Within the military, there are five characterizations of services, though only three are widely known:  Honorable, General, OTH, Bad Conduct, and Dishonorable.  The first three are known as administrative discharges and the last two are punitive discharges.  Soldiers can only receive punitive discharges through a court-martial conviction.  The administrative discharges are issued by way of AR 635-200; Chapter 10 mandates an OTH characterization.  An OTH is roughly equivalent to a Bad Conduct discharge in that the Soldier does retain some (but very few and very minor) benefits, whereas a Dishonorable Discharge will cause the Soldier to lose all benefits.  Another difference between the two is that a Dishonorable Discharge will result in extreme hardship for the remainder of the Soldier’s life; with an OTH, a Soldier can still retain some semblance of a normal life.  Private Hutchinson received an OTH as a result of her Chapter 10.

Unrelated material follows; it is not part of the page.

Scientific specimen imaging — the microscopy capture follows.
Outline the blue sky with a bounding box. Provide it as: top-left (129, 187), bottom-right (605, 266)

Some people may sympathize with Private Hutchinson and claim that the Army singled her out for whatever reason.  This position is untenable, false, and is based on an ignorance of Army rules and regulations.  AR 635-200 also provides a means for Soldiers who are in similar situations:  Chapter 5, paragraph 8 (chapter 5-8) covers Family Care Plans (FCP) and governs the separation of those who are unable to maintain an acceptable FCP.  Soldiers who have children and are single or married to another Soldier are required to have an FCP.  An FCP is simply a plan the Soldier has  in place for the care of his/her children in the event the Soldier is deployed.  Designated relatives or trusted friends will assume temporary guardianship for children of deployed Soldiers in a valid FCP; the chain of command must approve an FCP in order for it to be valid.  If a Soldier is unable or unwilling to establish a valid FCP, then that Soldier will be separated from the Army under the terms of Chapter 5-8.  The characterization of service for this chapter is normally Honorable.

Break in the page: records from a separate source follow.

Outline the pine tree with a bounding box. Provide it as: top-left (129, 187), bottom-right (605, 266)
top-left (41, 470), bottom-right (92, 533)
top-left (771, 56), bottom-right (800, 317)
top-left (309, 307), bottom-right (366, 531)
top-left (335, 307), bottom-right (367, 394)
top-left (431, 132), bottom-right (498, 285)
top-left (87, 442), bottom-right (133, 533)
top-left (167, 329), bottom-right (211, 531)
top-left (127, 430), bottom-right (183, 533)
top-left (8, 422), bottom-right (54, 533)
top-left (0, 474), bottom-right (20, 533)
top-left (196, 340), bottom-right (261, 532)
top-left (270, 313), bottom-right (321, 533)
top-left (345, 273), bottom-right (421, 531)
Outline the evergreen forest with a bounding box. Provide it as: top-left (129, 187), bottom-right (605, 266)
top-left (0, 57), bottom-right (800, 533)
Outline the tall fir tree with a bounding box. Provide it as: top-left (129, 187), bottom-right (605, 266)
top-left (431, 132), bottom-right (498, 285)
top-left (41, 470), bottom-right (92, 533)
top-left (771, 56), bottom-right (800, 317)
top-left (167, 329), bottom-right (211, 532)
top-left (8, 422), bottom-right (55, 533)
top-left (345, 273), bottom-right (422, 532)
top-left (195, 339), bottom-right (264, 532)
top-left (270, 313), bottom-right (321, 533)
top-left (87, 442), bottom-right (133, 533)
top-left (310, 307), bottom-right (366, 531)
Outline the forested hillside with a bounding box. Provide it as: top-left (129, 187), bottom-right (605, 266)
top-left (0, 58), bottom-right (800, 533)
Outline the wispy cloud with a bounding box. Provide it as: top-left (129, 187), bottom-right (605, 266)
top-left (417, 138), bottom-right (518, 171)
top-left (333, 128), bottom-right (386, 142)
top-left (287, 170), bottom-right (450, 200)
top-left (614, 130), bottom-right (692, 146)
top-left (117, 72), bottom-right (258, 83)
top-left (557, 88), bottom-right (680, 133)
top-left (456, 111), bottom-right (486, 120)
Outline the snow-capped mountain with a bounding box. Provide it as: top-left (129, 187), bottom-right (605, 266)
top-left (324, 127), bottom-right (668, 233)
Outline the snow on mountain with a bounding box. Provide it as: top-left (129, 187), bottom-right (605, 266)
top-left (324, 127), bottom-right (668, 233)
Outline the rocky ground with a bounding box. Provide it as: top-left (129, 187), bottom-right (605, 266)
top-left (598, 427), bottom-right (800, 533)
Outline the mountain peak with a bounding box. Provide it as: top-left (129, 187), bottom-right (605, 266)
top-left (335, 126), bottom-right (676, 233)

The Army does not pursue court-martial proceedings against Soldiers who fall under the terms of Chapter 5-8 without good reason — even if they do miss movement.  The statement that Private Hutchinson’s explanation didn’t pan out, and the fact that she was charged with “various offenses” are very telling.  Without known what exactly she was charged with, I can still draw upon my experience with the military’s legal system and conclude that Private Hutchinson was likely a “problem child” for her unit already.  Courts-martial are time-consuming and detract from the mission; they are not pursued lightly and are a last resort.  Especially a General Court-Martial, which this would have been had she not been “Chapter Tenned.”